How To Make The Intolerable TOLERABLE [Tips For Navigating The Crisis]

“First the doctor told me the good news: I was going to have a disease named after me.”

― Steve Martin

Have you ever been in a really stressful situation and all you could do was laugh? Hopefully it didn’t include having a disease named after you.

I’m fairly sure Martin’s joke doesn’t involve a real person. It is a bit dark – as was Martin in his early days. However, it illustrates how humor can alleviate even the most dire of situations. 

Not only has laughter been scientifically proven to improve your physical and mental state, it’s a valuable resource in times of stress or struggle. Like right now.

In addition to stress reduction and other personal benefits, it leaves you more open to events and people around you. It’s also contagious. Give someone a big smile and see what comes back.

Madisyn Taylor encourages us to share it:

“Laughter is good medicine, and we all have this medicine available to us…We magnify the effects of this medicine when we share it with the people in our lives.”

The corona crisis lockdown has made things very hard for many people. Intolerable for some. 

No doubt you or someone who know has a lot more sadness right now than fun. It’s important we are sensitive to them.

But there are moments when you can laugh.
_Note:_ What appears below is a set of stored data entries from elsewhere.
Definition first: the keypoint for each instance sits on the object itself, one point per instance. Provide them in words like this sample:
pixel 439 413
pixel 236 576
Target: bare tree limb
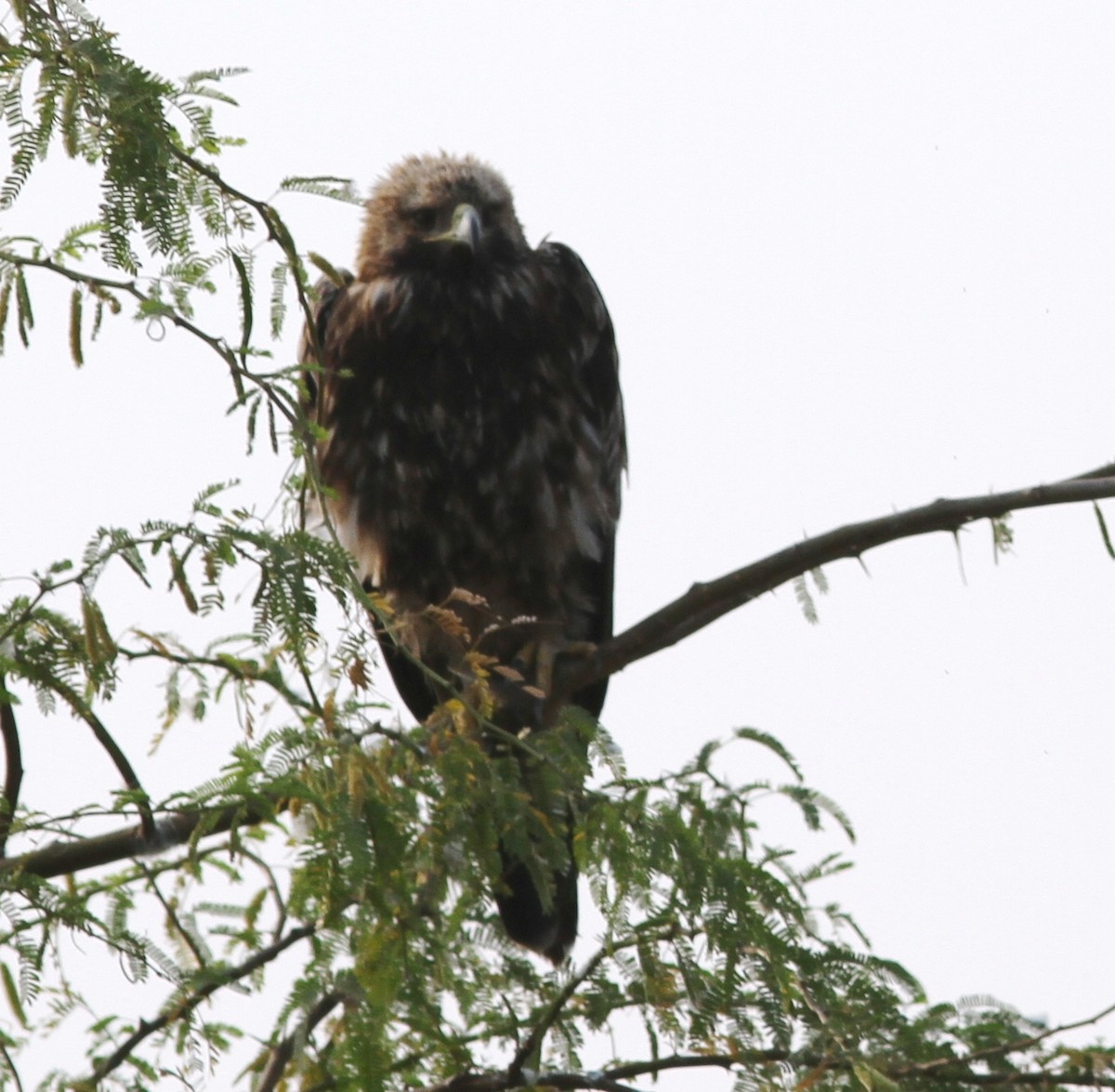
pixel 705 602
pixel 62 858
pixel 14 764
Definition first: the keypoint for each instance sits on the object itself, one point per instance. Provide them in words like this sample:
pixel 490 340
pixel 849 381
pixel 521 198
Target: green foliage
pixel 329 854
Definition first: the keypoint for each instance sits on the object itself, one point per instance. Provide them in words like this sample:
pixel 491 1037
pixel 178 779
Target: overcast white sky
pixel 859 256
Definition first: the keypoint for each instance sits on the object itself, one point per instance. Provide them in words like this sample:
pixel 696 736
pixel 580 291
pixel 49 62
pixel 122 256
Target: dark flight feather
pixel 468 385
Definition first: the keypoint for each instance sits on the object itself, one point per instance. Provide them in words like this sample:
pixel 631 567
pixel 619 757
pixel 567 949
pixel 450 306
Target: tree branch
pixel 14 762
pixel 62 858
pixel 190 1003
pixel 282 1053
pixel 705 602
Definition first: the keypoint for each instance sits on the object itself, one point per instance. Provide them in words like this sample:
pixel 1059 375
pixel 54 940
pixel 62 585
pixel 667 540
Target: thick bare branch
pixel 706 602
pixel 282 1053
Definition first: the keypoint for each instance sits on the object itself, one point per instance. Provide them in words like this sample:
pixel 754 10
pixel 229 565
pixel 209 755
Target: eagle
pixel 466 388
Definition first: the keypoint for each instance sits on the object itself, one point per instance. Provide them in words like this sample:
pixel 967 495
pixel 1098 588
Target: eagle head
pixel 439 212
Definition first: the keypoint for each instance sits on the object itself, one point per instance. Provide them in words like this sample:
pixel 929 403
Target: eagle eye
pixel 424 218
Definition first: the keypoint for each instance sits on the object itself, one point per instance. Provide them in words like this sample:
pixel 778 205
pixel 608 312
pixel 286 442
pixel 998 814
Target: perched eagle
pixel 468 390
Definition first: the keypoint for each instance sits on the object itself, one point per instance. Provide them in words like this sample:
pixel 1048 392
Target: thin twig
pixel 14 762
pixel 120 758
pixel 282 1053
pixel 188 1004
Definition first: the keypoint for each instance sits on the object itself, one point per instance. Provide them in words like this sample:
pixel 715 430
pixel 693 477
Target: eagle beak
pixel 466 229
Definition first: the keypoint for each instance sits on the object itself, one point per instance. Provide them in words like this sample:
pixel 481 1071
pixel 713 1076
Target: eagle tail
pixel 551 931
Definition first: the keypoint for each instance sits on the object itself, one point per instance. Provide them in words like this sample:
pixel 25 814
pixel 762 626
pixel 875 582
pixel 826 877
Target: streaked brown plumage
pixel 475 441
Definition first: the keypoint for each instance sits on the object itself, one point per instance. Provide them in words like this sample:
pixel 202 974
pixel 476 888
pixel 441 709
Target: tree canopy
pixel 324 888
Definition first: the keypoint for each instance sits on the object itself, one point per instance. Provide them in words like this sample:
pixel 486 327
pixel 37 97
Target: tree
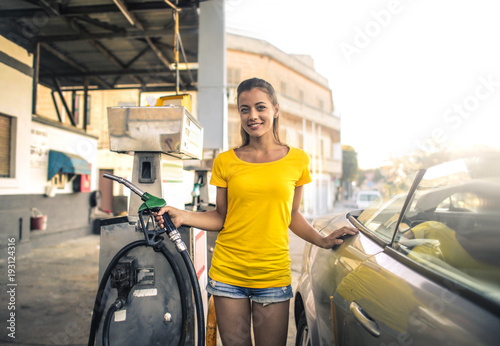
pixel 349 163
pixel 349 168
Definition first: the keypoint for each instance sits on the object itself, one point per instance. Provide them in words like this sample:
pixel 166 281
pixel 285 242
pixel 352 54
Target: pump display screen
pixel 170 130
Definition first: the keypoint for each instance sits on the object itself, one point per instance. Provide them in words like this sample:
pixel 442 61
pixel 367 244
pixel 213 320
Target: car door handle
pixel 363 319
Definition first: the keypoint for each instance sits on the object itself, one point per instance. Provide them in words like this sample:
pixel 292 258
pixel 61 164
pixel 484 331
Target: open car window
pixel 452 226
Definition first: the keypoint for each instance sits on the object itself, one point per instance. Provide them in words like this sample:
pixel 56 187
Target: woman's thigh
pixel 270 323
pixel 233 320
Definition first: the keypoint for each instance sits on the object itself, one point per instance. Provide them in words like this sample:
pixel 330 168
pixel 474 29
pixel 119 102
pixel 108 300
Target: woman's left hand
pixel 333 238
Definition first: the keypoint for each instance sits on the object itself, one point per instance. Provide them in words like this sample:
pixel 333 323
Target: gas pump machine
pixel 149 291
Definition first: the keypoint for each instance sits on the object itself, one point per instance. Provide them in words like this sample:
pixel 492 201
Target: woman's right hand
pixel 174 214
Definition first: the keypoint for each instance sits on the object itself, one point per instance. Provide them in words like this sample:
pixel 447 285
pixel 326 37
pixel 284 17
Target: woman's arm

Despite the cloud hanging over you.

“During our journey, we can become very serious – it’s important to remember to have fun along the way”, Ms. Taylor reminds us.


A few years ago I was taking part in the first block of an intensive certification course in Zurich. I knew only one other participant. Casually. The topic was therapy-based, not business. The language was German. Did I mention it was intensive? Needless to say, I was out of my comfort zone. BIG TIME.

During a group discussion on the afternoon of day 2, the teacher/therapist told a story about once going out of his way to help extract a woman from an abusive relationship only to have her quit therapy soon after. Indeed, no good deed goes unpunished.

I don’t know if it was the way he told the story or the fact that his patient’s actions were ironically absurd, I began to laugh. And couldn’t stop. Didn’t want to, either. It was like getting reacquainted with a good friend. 

I didn’t realize it at the time but I was letting off stream. Decompressing. From the travel effort to get there to exerting myself to understand and be understood, the previous day and a half had been highly stressful. My laughter made it tolerable and it opened me up to profound learning for the rest of the course.

That afternoon in Zurich I made two big realizations about myself – Humor is a must-have for my learning; also, my most valuable resource. 

After that experience I made the decision that if what I was doing didn’t cause some element of joy or give me the ability to occasionally laugh, it simply wasn’t worth it. This includes paying work. As an independent contractor, not easy to walk away from.


In doing extensive research for High Performance Habits, best-selling author Brendon Burchard found a direct correlation between joy and performance:

“It turns out that joy, more than anything else, is what gives them capital “E” Energy. If you feel joy, your mind, body and emotional reality all get a lift.” Incidentally, Energy is one of his top 6 Habits.

Apropos of joy, “They don’t wait for joy to land on them, they bring it.”

In our culture, we tend to value hard work and seriousness. In all the busyness and serious business, we forget to pay attention to the equally important light side of joy and laughter.

Of course, it is also important to allow ourselves to be serious and to honor that side of ourselves so that we stay balanced.  Also, it’s important to be sensitive of those that have felt real pain and loss as a result of negative events. Like this global pandemic.


If you’re a fan of Mad Men you probably have an opinion on Roger Sterling’s value to his firm. Say what you will about the silver fox, he knew how to laugh in the face of bad news.

We never find out why he was laughing here but to him it didn’t matter. It got him through that stressful day.

A little laughter can help you through tough times too. So don’t suppress a laugh when you feel it coming.

I don’t know if it can cure a disease but it has the power to make the intolerable TOLERABLE.

In what moments does laughter help you most? 

  • Nice one Tim.
    Yes, I guess, especially now, is as good a time as any to consider how seeing the humour inherent in the human condition can be a cathartic circuit breaker that can really put things into some sort of perspective.
    Although Roger did like a bit of LSD as well.